Her work appeared in Atlantic Monthly, Chelsea, Harper's, Ms., New York Times, Nimrod, Playboy.
Her intermedia installation / performance piece, "Friedrich Liebermann, American Artist," has been widely exhibited, and is now being developed as a multi-media cd-rom novel. Her play manuscript "Belisa's Love" is in the Princeton University archives.

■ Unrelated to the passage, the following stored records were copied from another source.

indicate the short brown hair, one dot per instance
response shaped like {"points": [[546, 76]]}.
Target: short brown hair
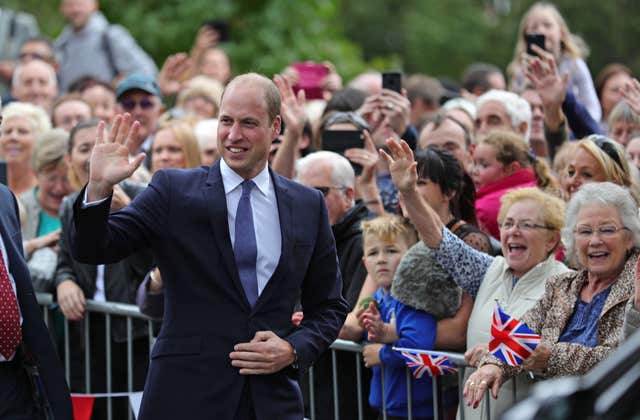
{"points": [[389, 228], [269, 89]]}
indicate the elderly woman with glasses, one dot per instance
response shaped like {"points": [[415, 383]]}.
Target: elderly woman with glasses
{"points": [[530, 221], [598, 159], [581, 314]]}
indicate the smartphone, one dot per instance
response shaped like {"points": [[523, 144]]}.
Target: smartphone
{"points": [[534, 39], [340, 140], [311, 75], [392, 80], [220, 26]]}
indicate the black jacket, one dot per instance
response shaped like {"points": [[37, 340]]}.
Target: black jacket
{"points": [[348, 237]]}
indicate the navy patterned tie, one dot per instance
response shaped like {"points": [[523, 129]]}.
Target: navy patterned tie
{"points": [[245, 248], [10, 332]]}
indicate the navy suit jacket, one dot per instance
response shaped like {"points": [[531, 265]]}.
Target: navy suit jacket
{"points": [[182, 217], [35, 335]]}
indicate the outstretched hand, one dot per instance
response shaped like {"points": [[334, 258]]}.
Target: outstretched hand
{"points": [[543, 73], [110, 162], [402, 165]]}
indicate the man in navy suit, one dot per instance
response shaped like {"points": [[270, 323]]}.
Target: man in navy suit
{"points": [[16, 396], [227, 348]]}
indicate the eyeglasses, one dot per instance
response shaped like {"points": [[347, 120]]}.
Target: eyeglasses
{"points": [[605, 231], [129, 104], [522, 225], [608, 146], [325, 190], [347, 117]]}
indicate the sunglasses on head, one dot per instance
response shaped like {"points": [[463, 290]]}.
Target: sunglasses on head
{"points": [[607, 146], [33, 56], [130, 104], [325, 190]]}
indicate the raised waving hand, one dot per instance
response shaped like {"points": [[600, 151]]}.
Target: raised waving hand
{"points": [[110, 161]]}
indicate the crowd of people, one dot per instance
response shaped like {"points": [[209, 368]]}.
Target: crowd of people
{"points": [[521, 189]]}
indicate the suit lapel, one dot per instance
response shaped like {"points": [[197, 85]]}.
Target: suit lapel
{"points": [[217, 204], [285, 214]]}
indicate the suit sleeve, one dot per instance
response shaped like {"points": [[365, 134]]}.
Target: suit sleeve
{"points": [[97, 237], [324, 307]]}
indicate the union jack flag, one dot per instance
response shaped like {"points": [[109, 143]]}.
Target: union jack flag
{"points": [[421, 361], [512, 341]]}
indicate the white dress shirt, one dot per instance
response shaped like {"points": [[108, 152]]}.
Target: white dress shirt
{"points": [[266, 220]]}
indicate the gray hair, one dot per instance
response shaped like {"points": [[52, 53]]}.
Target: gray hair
{"points": [[622, 112], [517, 108], [605, 194], [17, 72], [341, 170]]}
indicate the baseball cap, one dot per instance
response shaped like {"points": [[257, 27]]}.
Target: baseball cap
{"points": [[138, 81]]}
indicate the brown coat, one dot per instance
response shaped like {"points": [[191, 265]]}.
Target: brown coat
{"points": [[552, 312]]}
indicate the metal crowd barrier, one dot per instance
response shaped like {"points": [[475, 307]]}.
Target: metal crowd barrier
{"points": [[131, 312], [350, 346], [109, 310]]}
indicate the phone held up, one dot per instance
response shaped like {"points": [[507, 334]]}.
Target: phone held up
{"points": [[220, 26], [311, 76], [534, 39], [340, 140], [392, 80]]}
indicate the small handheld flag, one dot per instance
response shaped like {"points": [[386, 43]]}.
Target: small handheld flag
{"points": [[512, 341], [421, 361]]}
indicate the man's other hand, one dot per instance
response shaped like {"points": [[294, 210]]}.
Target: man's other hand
{"points": [[266, 353]]}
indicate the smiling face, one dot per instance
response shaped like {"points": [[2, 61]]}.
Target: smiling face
{"points": [[166, 151], [245, 133], [17, 140], [36, 84], [381, 258], [491, 116], [525, 248], [582, 168], [603, 255], [633, 150]]}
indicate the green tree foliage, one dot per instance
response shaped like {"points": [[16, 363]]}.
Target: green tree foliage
{"points": [[439, 37]]}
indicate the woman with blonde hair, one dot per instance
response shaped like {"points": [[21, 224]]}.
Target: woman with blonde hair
{"points": [[599, 159], [22, 124], [175, 146], [568, 50], [502, 161], [201, 97]]}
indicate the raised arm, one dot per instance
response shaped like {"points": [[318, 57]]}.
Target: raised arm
{"points": [[110, 163], [402, 167]]}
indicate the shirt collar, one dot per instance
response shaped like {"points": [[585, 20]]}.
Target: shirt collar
{"points": [[231, 180]]}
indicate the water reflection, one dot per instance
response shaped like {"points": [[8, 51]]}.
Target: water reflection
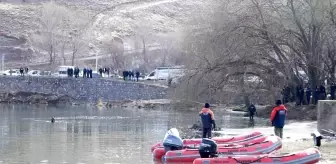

She lives in New York City.

==Awards==
- 1969 Yale Series of Younger Poets Competition
- Playboy fiction award
- National Endowment for the Arts Poetry Fellowship
- Poetry Society of America Di Castagnola Prize.

==Works==
- "The Prospector's Complaint: Happy Jack's Rock" Beloit Poetry Journal, Winter 1967–68, p. 34-35
- "Sorry, Sweetheart, Here's" Beloit Poetry Journal, Spring 1972
- "The House Guest"; "Time for Ripeness", Mother Jones, July 1977
- "Before the Recovery", Virginia Quarterly Review, Summer 1979
- "Under the Lights", Ploughshares, Winter 1989
- Cities of Mathematics and Desire: Poems (Sheep Meadow Press, 2005)
- The Ice Lizard: Poems (Sheep Meadow Press, 1992) ISBN 978-1-878818-17-1
- Dead 's Good Company (Waste Trilogy III) (Countryman Press, 1979)
- How the Dead Count: Poems (Norton, 1978) ISBN 978-0-393-04491-1
- Transparencies: Poems (Waste Trilogy II) (Countryman Press, 1978)
- The Town Scold: Poems (Waste Trilogy I) (Countryman Press, 1977)
- Impossible Buildings: Poems (Doubleday, 1972)
- The Life of Riot: Short Stories (Atheneum, 1970)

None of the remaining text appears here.